As you can see, the main and parallel paths being parallel branches gets accurately represented in the above illustrated tree representation.

I wanted to know if it's possible to somehow extract this tree-like structure from just a forward pass through the network without relying on the backward pass at all. There are libraries like torchviz which use the computation graph from backward pass which I don't want to use.

The only approach that I could find was forward hooks. That is in fact how torchsummary prints the model's summary.

However, with forward hooks, all you get to know is which order the nodes get called in. So it is just a topological sort of the underlying graph and it's impossible to accurately reconstruct a graph from just its topological sort. This means it's impossible to accurately derive the actual unique tree representation from forward hooks alone (at least that is my understanding).

I have already seen this question where the OP seemed to be happy without an exact graph reconstruction, so it doesn't address my need.

So is there a way by which we can reconstruct the computation graph from a forward pass alone?

Solution

I didn't find an out-of-the-box way to do this, so I ended up writing a library that does this forward pass tracing, and then visualizes the forward pass of the model as a graph.

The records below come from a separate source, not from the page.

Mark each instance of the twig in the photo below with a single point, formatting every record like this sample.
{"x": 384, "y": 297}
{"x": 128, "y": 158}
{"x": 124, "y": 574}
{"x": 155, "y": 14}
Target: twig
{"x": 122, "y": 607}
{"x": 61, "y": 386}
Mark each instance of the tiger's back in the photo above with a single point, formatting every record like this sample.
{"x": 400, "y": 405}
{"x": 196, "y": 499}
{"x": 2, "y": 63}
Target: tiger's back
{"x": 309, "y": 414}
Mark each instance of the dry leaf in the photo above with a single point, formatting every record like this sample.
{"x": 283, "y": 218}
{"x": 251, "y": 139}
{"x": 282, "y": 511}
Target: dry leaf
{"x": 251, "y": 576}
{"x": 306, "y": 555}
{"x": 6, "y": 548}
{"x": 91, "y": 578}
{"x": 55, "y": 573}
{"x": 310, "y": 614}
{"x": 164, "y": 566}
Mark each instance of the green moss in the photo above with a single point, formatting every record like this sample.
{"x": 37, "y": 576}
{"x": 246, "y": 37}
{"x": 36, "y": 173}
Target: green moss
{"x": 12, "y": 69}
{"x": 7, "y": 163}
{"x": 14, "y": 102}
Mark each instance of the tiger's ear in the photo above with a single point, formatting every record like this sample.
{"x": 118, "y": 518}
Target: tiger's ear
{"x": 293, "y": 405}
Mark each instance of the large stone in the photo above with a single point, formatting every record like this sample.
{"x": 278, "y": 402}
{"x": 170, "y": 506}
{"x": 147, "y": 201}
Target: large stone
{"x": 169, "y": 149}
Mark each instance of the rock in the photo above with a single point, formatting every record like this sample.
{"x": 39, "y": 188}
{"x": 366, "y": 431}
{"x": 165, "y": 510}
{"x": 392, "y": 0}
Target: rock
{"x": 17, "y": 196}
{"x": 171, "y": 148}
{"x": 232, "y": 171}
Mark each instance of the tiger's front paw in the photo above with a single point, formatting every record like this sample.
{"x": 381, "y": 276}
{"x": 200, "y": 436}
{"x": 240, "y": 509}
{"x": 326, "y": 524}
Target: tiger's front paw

The way I did the tracing was by (temporarily) wrapping all the standard Pytorch operations and modules' forward method to do some additional bookkeeping to build the graph data structure.

In simplified form, it looked like this:

# save original operations here to revert everything back after tracing the model
original_operations = {}

def wrap_operation(python_module, operation):
  # save a reference to the original operation
  original_operations[get_hashable_key(python_module, operation)] = operation

  def wrapped_operation(*args, **kwargs):
    # Do the necessary pre-call bookkeeping
    do_pre_call_bookkeeping()

    # Call the original operation
    result = operation(*args, **kwargs)

    do_post_call_bookkeeping()

    return result
  setattr(python_module, func_name, wrapped_operation)

for python_module, operation in LONG_LIST_OF_PYTORCH_OPS:
  # wrap all the inbuilt Pytorch operations
  wrap_operation(python_module, operation)

The bookkeeping in the wrapped functions involved writing an extra field to each tensor that stored the "source operation" of it. This extra field was used by the downstream (consumer) operation to know what the source of the tensor was, so that it could add an edge in the graph adjacency list.

Here is an illustration of it:

In simplified code:

adj_list = {}
def do_post_call_bookkeeping(module, operation, tensor_output):
  # Set a "marker" on the output tensor so that whoever consumes it
  # knows which operation produced it
  tensor_output._source_node = get_hashable_key(module, operation)

def do_pre_call_bookkeeping(module, operation, tensor_input):
  source_node = tensor_input._source_node

  # Add a link from the producer of the tensor to this node (the consumer)
  adj_list[source_node].append(get_hashable_key(module, operation))

This was the essence of how I ended up implementing it. I also wrote a more detailed blogpost about it.